New paper accepted @ PSBD co-located with IEEE BigData 2020
Exploring the Impact of Resampling Methods for Malware Detection
New paper published on PSBD 2020: “Exploring the Impact of Resampling Methods for Malware Detection”
Malware detection is a well-known problem with severe consequences in terms of damages and financial losses. The typical imbalance of this domain causes serious problems to the learning algorithms that are not able to focus correctly in the scarce malware cases. Although resampling techniques have shown to be effective, their impact has not yet been studied for the particular domain of malware detection.

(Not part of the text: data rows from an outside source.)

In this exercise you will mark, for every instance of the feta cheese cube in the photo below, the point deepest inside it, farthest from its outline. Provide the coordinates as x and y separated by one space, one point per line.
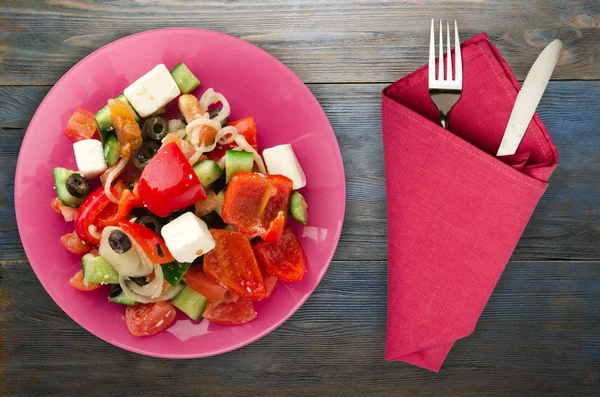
152 91
89 156
187 237
282 160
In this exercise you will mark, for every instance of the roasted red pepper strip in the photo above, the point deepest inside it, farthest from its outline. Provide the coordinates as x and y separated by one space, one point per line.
74 244
230 313
152 244
247 128
285 260
169 183
119 212
204 285
233 265
257 204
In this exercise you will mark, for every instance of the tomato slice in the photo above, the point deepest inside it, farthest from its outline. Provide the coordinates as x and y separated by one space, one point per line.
74 244
81 125
169 183
230 313
145 319
153 245
202 284
257 204
270 282
77 282
285 260
128 130
233 265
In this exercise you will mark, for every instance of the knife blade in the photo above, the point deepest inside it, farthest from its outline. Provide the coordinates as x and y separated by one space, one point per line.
529 97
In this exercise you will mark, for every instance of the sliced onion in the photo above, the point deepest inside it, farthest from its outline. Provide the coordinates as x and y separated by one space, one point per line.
127 264
193 129
210 97
93 231
221 162
177 127
195 157
166 295
224 132
243 144
116 171
154 288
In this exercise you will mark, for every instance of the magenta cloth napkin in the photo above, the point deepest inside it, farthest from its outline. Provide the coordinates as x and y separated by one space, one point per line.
455 212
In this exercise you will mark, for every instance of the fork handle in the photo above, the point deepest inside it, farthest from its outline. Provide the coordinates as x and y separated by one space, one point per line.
444 120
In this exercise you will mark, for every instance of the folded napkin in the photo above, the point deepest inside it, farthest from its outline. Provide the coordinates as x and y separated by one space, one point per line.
455 211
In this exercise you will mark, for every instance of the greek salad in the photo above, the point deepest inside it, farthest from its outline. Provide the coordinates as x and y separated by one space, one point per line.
182 213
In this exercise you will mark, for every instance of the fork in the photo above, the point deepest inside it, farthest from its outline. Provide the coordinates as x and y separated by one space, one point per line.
445 91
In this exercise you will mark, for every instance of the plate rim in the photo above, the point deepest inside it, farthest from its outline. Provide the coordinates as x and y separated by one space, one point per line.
299 303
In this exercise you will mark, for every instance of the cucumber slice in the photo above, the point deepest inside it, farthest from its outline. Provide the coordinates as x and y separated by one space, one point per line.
60 185
124 99
237 161
219 207
208 171
98 271
120 296
112 150
174 271
104 120
299 207
185 79
190 302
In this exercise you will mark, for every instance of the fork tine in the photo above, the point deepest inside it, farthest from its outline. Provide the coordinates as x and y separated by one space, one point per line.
432 53
457 55
448 53
441 57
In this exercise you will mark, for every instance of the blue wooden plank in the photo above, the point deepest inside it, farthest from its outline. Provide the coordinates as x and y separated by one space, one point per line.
537 336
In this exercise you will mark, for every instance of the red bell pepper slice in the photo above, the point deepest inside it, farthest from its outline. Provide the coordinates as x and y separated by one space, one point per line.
169 183
98 211
285 260
233 265
257 204
152 244
87 212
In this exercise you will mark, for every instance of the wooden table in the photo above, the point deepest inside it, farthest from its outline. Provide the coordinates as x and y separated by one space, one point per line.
539 333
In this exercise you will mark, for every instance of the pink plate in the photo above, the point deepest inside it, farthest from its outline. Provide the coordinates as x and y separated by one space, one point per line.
255 84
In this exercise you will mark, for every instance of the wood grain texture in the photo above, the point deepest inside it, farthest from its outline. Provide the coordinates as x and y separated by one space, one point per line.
537 336
321 40
566 217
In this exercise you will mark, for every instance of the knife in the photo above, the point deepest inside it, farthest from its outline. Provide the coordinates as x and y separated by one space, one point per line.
533 88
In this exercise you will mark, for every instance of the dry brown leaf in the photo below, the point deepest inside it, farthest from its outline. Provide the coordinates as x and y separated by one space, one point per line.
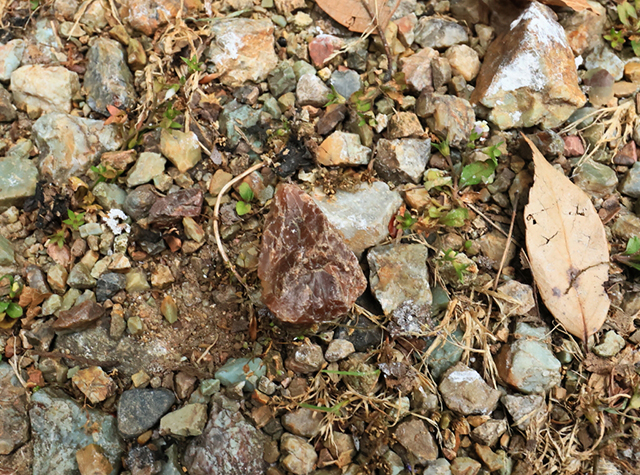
353 13
577 5
568 250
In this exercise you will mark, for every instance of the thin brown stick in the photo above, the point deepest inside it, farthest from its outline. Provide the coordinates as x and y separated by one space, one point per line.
387 49
509 237
216 220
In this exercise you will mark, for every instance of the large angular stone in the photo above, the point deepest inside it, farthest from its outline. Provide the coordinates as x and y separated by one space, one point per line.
60 427
529 74
402 160
399 275
176 206
242 50
18 179
308 274
69 144
464 391
108 80
362 216
38 89
229 444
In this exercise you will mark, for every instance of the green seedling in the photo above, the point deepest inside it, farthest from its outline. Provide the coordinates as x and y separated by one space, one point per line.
75 220
168 117
193 64
405 221
58 238
243 206
7 307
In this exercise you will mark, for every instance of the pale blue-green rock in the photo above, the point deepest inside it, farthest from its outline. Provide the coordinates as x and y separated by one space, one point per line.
60 427
241 369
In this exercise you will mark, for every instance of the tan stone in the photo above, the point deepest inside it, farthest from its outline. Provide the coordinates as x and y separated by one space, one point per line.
243 50
529 75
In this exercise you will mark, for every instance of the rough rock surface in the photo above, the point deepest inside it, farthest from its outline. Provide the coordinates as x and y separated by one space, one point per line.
361 216
108 80
229 444
243 50
308 274
57 424
529 75
464 391
69 144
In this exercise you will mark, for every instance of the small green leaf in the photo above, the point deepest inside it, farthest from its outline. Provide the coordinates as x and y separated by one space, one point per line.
242 208
633 246
477 172
455 218
245 192
14 310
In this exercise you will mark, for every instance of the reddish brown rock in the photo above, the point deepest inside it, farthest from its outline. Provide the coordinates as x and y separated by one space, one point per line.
573 146
627 155
308 273
176 206
322 47
78 317
529 74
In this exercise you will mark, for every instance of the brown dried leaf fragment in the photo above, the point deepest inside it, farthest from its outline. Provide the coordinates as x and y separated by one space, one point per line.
353 14
568 250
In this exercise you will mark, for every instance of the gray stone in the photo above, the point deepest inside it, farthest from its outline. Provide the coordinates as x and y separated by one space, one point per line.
14 422
229 444
126 354
338 349
109 284
437 33
345 82
68 144
7 255
10 58
238 115
300 68
464 391
109 195
58 428
361 216
414 436
438 467
446 354
303 422
141 409
630 184
610 346
299 456
402 160
529 366
311 91
187 421
108 80
18 179
604 57
489 432
524 409
140 201
282 79
600 180
399 276
148 166
80 277
39 89
240 370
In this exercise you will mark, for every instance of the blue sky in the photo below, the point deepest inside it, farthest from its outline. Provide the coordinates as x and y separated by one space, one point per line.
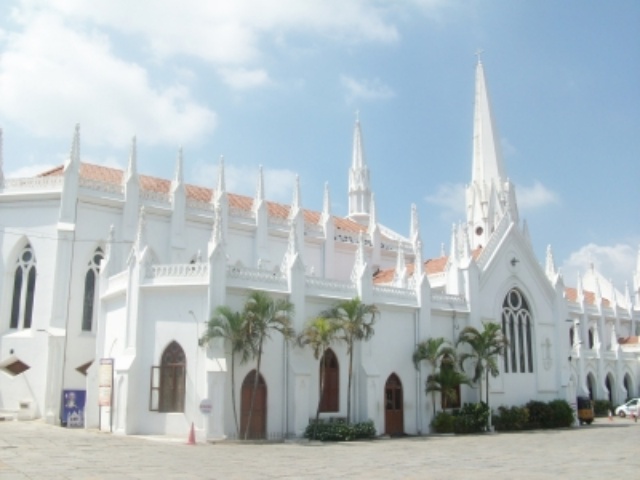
278 83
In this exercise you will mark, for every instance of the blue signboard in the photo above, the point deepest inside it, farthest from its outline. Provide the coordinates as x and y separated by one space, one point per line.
73 408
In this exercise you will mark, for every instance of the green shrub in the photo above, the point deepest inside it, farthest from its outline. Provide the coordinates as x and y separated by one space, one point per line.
601 408
560 414
511 418
471 418
339 430
443 423
538 414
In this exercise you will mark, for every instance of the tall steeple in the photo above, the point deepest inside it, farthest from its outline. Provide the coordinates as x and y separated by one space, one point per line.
1 160
359 182
487 156
490 195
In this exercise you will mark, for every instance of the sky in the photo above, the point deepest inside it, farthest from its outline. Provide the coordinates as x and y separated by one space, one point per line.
280 83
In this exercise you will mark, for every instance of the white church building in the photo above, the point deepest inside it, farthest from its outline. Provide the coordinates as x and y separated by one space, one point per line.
108 277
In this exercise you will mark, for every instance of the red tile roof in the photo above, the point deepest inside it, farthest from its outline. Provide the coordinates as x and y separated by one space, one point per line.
160 185
571 294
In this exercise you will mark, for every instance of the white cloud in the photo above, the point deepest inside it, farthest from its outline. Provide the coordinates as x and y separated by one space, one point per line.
451 198
243 180
615 262
228 33
535 196
242 78
52 78
30 170
365 89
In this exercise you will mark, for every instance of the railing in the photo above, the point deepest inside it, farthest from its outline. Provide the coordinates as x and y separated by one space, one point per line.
445 298
114 188
159 197
391 291
199 205
346 288
33 183
253 274
189 270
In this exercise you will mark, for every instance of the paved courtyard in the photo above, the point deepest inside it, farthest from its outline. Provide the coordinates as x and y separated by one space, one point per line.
606 449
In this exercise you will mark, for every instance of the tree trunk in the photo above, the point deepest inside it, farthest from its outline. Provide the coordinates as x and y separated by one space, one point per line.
233 392
255 389
349 384
315 427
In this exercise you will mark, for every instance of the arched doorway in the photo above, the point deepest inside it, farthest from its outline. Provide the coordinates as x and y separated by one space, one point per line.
330 401
610 384
393 406
628 387
591 382
258 427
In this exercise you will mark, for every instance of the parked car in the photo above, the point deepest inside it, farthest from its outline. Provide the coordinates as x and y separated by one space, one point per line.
629 408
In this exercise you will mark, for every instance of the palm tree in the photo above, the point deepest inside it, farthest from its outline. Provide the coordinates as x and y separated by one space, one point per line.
231 327
486 346
432 350
355 320
319 334
446 381
265 315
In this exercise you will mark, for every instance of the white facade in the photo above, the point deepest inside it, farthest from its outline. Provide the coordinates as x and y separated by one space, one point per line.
172 253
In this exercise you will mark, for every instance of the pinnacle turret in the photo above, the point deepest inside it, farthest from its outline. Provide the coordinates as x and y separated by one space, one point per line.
359 182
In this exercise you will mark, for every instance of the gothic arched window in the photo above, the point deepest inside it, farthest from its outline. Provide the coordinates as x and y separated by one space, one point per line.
24 287
90 292
516 326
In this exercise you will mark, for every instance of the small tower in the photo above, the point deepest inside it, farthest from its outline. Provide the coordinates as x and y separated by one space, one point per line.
359 182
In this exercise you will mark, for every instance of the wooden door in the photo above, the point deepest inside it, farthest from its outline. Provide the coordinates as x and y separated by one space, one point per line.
393 406
258 427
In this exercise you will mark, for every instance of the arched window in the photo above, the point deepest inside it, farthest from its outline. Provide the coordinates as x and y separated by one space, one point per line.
168 380
516 326
23 292
90 292
330 401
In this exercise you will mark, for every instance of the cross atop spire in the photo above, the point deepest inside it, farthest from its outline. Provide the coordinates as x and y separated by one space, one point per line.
487 157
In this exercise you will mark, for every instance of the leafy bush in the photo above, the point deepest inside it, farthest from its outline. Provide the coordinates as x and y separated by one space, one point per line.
538 414
601 408
339 430
471 418
511 418
443 423
560 414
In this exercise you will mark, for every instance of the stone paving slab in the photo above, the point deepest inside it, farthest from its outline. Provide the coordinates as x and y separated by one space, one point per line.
606 449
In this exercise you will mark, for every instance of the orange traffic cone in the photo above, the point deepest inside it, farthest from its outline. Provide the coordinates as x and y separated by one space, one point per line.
192 436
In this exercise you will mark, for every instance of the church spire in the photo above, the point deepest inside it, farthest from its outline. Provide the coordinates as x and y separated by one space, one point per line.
132 168
1 160
359 183
487 157
490 195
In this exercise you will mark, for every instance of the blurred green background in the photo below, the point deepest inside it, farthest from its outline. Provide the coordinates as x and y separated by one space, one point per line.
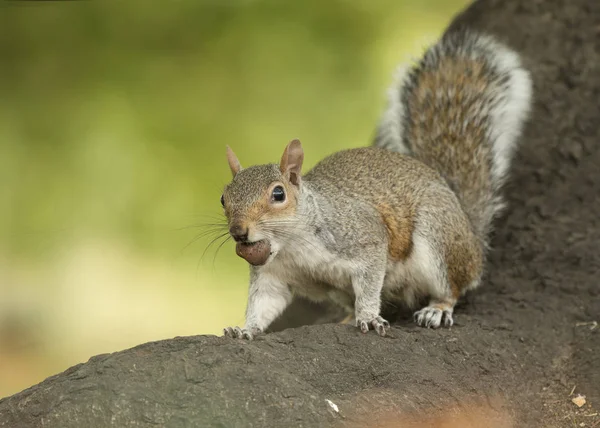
114 118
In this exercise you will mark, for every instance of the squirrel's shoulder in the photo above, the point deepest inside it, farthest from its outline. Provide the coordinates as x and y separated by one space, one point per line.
373 162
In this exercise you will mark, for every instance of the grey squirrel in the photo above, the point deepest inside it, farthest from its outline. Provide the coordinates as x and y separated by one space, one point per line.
405 219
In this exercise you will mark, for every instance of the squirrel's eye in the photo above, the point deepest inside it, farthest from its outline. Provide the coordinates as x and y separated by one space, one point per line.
278 194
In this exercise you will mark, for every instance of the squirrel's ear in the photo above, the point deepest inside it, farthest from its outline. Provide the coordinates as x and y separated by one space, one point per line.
234 163
291 161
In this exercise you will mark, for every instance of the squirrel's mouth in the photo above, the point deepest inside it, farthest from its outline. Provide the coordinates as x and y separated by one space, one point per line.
256 253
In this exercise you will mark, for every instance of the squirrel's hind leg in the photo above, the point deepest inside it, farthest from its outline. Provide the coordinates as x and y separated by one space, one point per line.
437 313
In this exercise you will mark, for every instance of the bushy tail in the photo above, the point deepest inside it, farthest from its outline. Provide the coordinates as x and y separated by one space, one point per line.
460 110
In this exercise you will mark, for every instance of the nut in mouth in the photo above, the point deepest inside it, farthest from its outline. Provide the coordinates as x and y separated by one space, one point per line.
256 253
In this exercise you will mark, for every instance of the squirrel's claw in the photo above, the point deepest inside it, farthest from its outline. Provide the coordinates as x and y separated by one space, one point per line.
239 333
432 317
378 324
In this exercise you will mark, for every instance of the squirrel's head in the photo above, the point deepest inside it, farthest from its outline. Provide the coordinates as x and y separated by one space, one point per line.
260 203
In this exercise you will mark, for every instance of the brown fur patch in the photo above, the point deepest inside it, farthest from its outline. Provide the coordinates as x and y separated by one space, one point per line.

This paper focus on the evaluation of resampling methods to tackle the malware detection problem under a realistic assumption of malware rarity. Several machine learning-based solutions proposed for this domain use non-public data sets and consider different malware prevalence in the data. This makes difficult the comparison of solutions. We use the freely available NSL-KDD data set which has a rarity associated with the malware cases that resembles a more realistic scenario. Our main goal is to assess the potential advantages of applying resampling techniques in this setting as well as their impact when using different standard learning algorithms. We also carry out an extensive analysis of resampling techniques using different parameters which allows to test the best configuration of these techniques. We explore not only a balanced class scenario but also other class configurations that may be more beneficial to improve the predictive performance of the algorithms.
We present a systematic study of the effectiveness of existing resampling approaches for tackling the imbalance problem in malware domains. We show that resampling techniques present an advantage and explore their impact in the predictive accuracy of each class. Finally, we also show that different resampling strategies have a different impact in the importance of the features used by the learning algorithms.